The major investment manager says the unpredictable nature of US policy actions is leading the group to turn to cash, government bonds and emerging market debt.
In its Global Investment Outlook: Q4 Update, BlackRock noted that trade disputes and geopolitical frictions have become key drivers of the economy and markets.
“US trade policy has become increasingly unpredictable. Recent geopolitical volatility – including attacks on Saudi oil infrastructure – underscores this message from our Midyear Outlook,” the group said.
The investment manager’s Midyear Outlook saw an upgrade in emerging market debt and European equities and a reduction in Japanese equities and US Treasuries.
“Persistent uncertainty from protectionist policies is denting corporate confidence and slowing business spending.
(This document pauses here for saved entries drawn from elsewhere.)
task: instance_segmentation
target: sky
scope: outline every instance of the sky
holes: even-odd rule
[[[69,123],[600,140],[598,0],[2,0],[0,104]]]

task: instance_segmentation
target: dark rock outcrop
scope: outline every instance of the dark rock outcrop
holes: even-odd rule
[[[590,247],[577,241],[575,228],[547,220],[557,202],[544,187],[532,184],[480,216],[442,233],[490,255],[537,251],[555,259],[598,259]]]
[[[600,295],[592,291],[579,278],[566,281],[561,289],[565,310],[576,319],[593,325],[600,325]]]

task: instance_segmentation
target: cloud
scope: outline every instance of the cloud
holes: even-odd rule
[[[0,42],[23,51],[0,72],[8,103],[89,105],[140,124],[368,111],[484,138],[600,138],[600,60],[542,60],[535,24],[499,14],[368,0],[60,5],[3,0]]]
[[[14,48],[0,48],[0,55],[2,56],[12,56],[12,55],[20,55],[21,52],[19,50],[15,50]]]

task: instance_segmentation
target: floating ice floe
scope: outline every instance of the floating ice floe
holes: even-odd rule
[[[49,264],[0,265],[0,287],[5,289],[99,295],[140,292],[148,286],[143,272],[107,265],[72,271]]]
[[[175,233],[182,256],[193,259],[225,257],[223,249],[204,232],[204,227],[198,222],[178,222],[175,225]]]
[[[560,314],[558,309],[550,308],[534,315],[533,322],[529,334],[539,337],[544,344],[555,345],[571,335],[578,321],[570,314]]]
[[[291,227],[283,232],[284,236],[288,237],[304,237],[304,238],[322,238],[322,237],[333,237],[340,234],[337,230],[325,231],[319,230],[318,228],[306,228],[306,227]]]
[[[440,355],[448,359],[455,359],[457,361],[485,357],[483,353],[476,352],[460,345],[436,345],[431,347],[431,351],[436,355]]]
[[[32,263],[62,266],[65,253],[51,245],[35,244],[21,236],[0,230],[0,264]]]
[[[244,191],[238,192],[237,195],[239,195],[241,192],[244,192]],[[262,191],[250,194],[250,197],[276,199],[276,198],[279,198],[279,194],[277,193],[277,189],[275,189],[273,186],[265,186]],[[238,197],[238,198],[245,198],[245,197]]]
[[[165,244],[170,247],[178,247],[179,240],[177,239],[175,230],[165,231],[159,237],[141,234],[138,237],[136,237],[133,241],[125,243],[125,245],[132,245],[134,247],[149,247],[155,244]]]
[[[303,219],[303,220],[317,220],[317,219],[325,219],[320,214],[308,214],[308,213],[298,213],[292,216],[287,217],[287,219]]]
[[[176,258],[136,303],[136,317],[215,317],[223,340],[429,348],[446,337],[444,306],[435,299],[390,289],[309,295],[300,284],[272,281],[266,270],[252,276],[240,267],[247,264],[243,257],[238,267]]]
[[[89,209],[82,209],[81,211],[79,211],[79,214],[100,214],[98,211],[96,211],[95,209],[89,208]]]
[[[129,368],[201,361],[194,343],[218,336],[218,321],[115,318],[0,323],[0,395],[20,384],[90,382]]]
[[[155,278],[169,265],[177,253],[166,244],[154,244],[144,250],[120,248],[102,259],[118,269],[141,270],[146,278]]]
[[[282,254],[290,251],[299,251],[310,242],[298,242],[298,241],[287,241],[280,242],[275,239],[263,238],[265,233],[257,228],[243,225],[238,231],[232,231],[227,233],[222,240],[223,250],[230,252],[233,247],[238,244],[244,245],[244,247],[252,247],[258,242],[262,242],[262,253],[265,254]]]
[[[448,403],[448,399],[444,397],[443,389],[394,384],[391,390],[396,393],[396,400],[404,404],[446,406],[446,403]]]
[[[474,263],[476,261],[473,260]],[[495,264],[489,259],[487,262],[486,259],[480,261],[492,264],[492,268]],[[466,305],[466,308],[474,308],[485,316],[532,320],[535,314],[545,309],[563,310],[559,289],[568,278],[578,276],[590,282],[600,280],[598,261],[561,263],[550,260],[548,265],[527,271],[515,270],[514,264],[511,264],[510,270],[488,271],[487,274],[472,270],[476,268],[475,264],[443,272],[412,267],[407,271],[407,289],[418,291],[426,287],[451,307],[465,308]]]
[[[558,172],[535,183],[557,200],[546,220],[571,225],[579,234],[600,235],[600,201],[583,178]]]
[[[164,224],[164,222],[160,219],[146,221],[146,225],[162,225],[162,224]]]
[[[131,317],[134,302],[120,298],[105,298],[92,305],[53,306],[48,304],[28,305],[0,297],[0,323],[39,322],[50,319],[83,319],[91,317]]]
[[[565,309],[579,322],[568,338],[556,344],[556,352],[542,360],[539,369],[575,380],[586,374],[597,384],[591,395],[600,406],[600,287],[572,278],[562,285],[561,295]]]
Yet we still believe the economic expansion is intact, supported by dovish central banks and a robust US consumer,” the report noted. Blackrock believes this suggests moderate risk-taking will likely be rewarded – even as recent events reinforce our call for a greater focus on portfolio resilience.
The manager expects more Federal Reserve rate cuts, but believes markets are pricing in too much monetary easing.
“The ECB materially exceeded market expectations on stimulus, launching a broad package with a combined impact that should be greater than the sum of its parts,” the report said.
“We do not believe monetary policy alone is a cure for the fallout from global trade tensions. Supply chain disruptions could deliver a hit to productive capacity that fosters mildly higher inflation even as growth slows. This complicates the case for further policy easing.”
Overall, Blackrock favors reducing risk amid the ongoing protectionist push, preferring US equities for their “reasonable valuations and relatively high quality”.
“We like EM debt for its coupon income. We are overweight euro area sovereigns: a relatively steeper yield curve brightens their appeal even at low yields. And we see government bonds as important portfolio stabiliser.”